He should have had the bends and died very shortly thereafter.
The air in the sub is basically at atmospheric pressure so there isn't excessive nitrogen in the blood. The US Navy used to put submariners through a 30m ascent every four years for training. They trained to exhale throughout the ascent ("ho ho ho") to prevent lung damage.
In my era it was only once, in Sub School, using Steinke hoods. My dad did it in 1960 bare-faced, with a nose clip and a Mae West, they being in the period between the Momsen lung and the Steinke. We were loaded in "nuts-to-butts" in the chamber, a smelly, round cylinder. Access clanged shut, really loud. One peanut light bulb up in the corner. All students plus one corpsman. Arms trapped at your sides when they started letting warm water in around your feet, and it rose up your torso, giving ample time to think about where you were. This was done on purpose to test for claustrophobia. Water rose steadily until it was just below my Adam's apple (I'm 6 ft. 3. One guy I know we had to hold up by his bent elbows.) Standing in the dark, immobile, with water rising in a sealed chamber will make anyone who shouldn't go subs freak out. (This was the same day we'd already been through the pressure tank and experienced nitrogen narcosis. And snow when they rapidly decompressed when one guy blew a drum.) Once the water was stable they put about two atmospheres of air on top and opened the door to the tank. I remember looking down between my legs and seeing the female safety diver floating there, a foot away out in the tank. Steinke hood goes on over the head, pressure in the vest, squat, side-step out into the tank, and up you go.

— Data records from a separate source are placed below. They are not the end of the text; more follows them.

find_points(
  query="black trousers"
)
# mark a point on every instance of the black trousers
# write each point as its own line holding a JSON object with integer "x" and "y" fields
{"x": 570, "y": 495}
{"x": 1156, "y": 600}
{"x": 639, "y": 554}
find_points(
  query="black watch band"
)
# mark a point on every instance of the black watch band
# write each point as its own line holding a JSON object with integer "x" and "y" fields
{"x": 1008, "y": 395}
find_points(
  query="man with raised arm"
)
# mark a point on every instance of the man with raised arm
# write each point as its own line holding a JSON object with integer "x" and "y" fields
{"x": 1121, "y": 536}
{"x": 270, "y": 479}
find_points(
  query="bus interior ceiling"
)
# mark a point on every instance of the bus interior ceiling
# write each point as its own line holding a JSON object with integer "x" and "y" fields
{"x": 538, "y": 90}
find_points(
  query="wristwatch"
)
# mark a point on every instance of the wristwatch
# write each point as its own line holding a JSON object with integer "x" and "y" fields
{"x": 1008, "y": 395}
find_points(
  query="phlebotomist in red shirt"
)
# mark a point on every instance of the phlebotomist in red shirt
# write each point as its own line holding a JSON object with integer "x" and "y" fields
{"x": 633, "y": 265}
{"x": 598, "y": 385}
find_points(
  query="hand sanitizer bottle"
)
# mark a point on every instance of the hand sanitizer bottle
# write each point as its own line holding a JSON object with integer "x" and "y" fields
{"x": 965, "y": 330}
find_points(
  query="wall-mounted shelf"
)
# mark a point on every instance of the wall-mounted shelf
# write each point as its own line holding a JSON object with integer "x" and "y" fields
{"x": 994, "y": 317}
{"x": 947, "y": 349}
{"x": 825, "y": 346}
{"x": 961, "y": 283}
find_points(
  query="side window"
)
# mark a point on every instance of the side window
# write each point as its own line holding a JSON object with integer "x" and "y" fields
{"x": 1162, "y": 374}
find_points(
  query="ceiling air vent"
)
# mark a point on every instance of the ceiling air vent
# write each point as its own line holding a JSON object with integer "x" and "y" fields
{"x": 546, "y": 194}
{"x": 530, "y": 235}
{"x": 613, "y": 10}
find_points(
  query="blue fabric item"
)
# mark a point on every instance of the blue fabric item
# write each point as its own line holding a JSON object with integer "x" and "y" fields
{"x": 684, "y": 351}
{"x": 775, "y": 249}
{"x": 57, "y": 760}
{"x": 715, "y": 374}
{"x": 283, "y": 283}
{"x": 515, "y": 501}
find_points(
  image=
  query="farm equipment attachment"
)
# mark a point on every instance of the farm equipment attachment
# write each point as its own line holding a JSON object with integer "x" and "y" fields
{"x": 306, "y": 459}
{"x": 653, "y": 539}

We were trained to YELL "Ho ho ho" all the way up. It wasn't a choice. That air wanted out and it just kept coming and coming and coming . . . If the divers didn't hear "Ho" they grabbed the student by whatever they could reach and shoved them into a half-sphere plexiglass hood mounted on the tank wall every few yards to calm down. That didn't happen with my group, but one guy did refuse to exit the chamber. That female diver reached in and grabbed him by the jewels and hauled him out into the tank. He came to the surface while I was waiting to get on the exit stairs, sputtering and cursing a blue streak. I guess it was close enough to "Ho-ho" to get the job done.